COVID-19 has provided a further reminder of the systemic shortcomings of fee-for-service reimbursement. Policymakers must also address concerns that extending digital technologies will increase costs and the risk of fraud and abuse. Infrastructure improvements required to advance the digital functions of a learning health system are often unfunded.
The vision of digitally facilitated health depends on a continuously learning health system.
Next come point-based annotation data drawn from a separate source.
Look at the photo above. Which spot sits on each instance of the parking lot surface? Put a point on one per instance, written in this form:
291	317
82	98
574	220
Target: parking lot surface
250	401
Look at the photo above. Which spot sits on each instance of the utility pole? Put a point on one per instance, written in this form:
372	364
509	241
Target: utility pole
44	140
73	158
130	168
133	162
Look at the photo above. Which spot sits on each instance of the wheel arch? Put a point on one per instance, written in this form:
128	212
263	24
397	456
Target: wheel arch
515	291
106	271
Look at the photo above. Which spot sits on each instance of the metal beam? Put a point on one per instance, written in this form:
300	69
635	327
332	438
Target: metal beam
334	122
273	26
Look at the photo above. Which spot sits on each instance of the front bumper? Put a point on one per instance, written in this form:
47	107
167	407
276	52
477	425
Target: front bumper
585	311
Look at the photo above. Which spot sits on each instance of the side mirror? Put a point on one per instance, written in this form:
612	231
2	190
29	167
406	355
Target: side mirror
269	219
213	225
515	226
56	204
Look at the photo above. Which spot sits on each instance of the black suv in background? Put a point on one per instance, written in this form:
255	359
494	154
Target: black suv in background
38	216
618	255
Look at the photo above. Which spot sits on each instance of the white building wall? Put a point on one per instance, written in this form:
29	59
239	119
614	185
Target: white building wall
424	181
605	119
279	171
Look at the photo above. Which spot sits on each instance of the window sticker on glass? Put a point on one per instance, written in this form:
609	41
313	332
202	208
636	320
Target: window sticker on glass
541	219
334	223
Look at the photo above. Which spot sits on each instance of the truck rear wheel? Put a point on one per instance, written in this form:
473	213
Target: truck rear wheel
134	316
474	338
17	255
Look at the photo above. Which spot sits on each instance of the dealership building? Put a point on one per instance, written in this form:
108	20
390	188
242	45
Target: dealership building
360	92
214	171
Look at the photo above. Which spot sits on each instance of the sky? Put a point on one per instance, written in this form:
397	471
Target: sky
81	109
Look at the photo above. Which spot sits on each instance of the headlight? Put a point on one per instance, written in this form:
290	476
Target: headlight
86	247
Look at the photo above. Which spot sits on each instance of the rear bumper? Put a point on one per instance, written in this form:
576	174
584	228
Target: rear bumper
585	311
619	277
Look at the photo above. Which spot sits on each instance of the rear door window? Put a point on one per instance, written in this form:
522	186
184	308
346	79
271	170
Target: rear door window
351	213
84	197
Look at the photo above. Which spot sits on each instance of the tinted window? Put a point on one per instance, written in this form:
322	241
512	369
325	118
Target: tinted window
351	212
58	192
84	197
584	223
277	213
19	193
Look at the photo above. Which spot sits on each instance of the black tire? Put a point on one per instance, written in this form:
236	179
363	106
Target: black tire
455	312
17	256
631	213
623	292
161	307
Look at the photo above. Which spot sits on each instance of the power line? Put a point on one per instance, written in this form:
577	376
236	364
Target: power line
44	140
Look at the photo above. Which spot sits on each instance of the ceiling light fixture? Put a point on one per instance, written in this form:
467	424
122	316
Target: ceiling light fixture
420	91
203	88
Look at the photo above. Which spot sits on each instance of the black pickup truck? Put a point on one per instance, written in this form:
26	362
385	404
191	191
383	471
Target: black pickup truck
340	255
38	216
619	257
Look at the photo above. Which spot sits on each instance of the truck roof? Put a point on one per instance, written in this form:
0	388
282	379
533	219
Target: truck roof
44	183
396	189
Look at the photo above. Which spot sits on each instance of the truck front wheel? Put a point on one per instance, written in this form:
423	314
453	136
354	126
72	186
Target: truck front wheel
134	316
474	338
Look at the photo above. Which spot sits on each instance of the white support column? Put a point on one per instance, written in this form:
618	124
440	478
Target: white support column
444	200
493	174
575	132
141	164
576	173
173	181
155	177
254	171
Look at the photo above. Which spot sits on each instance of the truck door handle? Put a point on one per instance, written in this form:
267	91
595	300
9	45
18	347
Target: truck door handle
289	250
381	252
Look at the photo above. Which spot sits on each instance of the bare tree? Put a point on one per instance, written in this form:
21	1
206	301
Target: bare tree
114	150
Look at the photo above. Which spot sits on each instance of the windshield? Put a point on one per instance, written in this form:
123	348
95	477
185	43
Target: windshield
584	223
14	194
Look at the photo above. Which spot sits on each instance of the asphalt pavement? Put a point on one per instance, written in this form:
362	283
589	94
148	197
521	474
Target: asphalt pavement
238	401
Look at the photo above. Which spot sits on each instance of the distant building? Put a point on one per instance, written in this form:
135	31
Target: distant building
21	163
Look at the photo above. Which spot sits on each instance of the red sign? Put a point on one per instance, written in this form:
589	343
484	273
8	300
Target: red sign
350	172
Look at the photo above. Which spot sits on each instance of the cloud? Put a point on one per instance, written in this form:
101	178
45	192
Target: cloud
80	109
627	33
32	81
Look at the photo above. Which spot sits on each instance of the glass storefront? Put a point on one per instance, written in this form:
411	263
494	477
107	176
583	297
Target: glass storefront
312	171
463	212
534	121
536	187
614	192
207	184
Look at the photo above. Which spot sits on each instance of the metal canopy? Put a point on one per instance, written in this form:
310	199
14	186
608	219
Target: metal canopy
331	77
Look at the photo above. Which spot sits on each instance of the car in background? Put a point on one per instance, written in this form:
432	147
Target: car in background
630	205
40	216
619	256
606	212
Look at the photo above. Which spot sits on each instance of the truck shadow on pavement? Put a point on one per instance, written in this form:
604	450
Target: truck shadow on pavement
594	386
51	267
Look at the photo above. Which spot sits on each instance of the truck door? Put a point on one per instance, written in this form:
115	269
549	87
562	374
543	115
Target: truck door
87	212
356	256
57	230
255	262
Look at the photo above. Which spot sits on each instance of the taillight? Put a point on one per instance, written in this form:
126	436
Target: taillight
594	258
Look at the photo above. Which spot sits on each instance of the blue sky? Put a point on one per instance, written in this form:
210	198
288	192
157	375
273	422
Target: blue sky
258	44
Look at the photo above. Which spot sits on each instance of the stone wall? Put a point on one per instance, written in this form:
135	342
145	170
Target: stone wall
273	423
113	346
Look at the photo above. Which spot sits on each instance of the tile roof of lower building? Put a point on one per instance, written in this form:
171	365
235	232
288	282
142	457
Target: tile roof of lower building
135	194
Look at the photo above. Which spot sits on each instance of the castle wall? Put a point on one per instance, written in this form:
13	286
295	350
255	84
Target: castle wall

The delivery system has an opportunity to reimagine and recreate a care system that is culturally attuned, personalized, holistic, and comprehensive. Rapid cycle learning must also be employed, as it will enable the necessary organizational agility to respond to an accelerated rate and nature of change.
Seamless connectivity and communication among healthcare-related devices are essential prerequisites for promoting optimal health. Progress is uneven across the industry, with some health systems being pioneers in real-time data sharing while others are lagging.
The rapidly evolving landscape of cyberattacks highlights the need for collaboration across the government, health organizations, and consumer-facing vendors to develop a consensus on security protocols. Places to start could be the expansion of HIPAA, the national application of the California Consumer Protection Act.
There is a clear need to invest in the capacity and cooperation necessary to advance data science and AI. A regulatory framework must address certification of constantly changing algorithms and hold vendors accountable for valid and reliable processes.
A multi-stakeholder panel should be convened to develop recommendations to meaningfully engage the diverse individual consumers of health care in all health care sectors. Congress should promulgate rational, right-sized, risk-based regulation, standards, and frameworks to enable the seamless flow of data while protecting privacy. CMS should lead the effort to ensure sustainable payment coverage to ensure equal access to digital health tools for all individuals and providers. Finally, the digital health future is focused on predictive, proactive care keeping individuals healthy based on their particular needs.. Healthcare organizations may reduce costs, boost operational efficiency, and improve patient outcomes by deploying the correct tools, technology, and strategy.